« Leat leat »

Cela doit être les deux premiers mots d’affilée que j’ai su prononcer en hébreu. Deux mots qui donnent l’impression de savoir parler. Comme quand, en mère fière, on souligne avec insistance que notre tout petit enchaîne deux mots d’affilée.

A chaque tentative de découragement, d’abandon, les Israeliens répondent invariablement par ces deux petits mots si puissants. Avec gentillesse mais sans aucune complaisance, ils se pansent leurs plaies à coups de « Leat leat ». Rendre ses armes devant l’échec ne fait pas partie de la culture du pays.

« Leat leat », c’est la douce répétition d’un mot si simple et si basique. Un mot minuscule à côté duquel on peut vite passer si on avale une seule de ses syllabes. Mais c’est en fait une expression puissante. Une philosophie de vie. Le maître mot d’une société toute entière.

« Leat leat »…. petit à petit…c’est cette parole d’encouragement permanente à tous les stades de notre vie en Israël. Elle n’est pas seulement destinée aux nouveaux immigrants. Cette parole se pose comme un appel bienveillant, une petite musique qui prône le courage et la persévérance. Un hymne à la patience pour une société qui sait qu’elle en manque cruellement.

Je tends l’oreille et la guette avec amusement, à chaque détour d’une conversation. Les vieux, les jeunes. Les mamans, les enfants, les papis. Tous le disent. C’est même le premier conseil qu’ils donnent quand on les consulte.

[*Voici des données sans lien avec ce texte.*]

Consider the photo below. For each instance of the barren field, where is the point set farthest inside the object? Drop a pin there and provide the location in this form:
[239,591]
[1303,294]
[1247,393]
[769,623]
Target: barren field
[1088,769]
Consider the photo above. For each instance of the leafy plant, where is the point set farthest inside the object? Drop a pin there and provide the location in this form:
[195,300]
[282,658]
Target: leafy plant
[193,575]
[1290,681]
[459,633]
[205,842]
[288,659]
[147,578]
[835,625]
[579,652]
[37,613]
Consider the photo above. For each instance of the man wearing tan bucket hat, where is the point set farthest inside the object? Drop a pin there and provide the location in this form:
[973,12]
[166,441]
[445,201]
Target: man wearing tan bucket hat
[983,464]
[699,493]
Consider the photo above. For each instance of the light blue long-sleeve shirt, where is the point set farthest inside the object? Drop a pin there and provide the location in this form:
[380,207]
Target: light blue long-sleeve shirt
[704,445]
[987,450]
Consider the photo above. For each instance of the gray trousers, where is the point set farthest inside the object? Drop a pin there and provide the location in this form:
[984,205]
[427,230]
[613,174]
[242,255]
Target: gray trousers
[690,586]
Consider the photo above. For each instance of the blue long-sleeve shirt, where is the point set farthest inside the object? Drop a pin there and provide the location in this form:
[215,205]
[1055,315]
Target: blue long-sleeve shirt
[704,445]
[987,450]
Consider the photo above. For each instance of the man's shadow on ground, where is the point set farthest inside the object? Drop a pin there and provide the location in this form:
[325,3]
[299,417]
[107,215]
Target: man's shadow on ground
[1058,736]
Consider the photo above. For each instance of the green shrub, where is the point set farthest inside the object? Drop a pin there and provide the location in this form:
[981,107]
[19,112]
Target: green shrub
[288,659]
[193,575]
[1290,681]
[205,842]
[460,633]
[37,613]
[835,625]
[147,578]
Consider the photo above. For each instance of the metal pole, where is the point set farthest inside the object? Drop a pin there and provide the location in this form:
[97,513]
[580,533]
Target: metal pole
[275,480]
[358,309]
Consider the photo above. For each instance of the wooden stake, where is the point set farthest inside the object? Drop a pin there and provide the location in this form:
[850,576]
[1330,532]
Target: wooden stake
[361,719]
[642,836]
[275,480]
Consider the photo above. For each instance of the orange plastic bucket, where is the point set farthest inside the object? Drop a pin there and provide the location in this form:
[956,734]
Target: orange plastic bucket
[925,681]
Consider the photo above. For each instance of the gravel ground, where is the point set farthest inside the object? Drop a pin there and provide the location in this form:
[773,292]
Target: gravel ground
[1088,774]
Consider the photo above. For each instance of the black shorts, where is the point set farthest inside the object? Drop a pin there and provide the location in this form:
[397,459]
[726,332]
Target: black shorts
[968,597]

Lorsqu’on n’arrive pas à trouver du travail, un logement, sa voie, on vous dira « leat leat ».

C’est une forme de pensée positive très juive qui ne s’avoue jamais à terre. Jamais vaincue. Et qui démontre un amour immense de la vie.

A chaque plainte, à chaque regret de ne pas mieux faire, vous entendrez invariablement « leat leat ».

J’aimerais être une petite souris et me cacher sous les grandes tables de réunion de ces prestigieuses sociétés du High tech. Et entendre ces commerciaux déplorer leurs mauvaises performances commerciales en Europe. Et recueillir la réponse de leur manager « leat leat ».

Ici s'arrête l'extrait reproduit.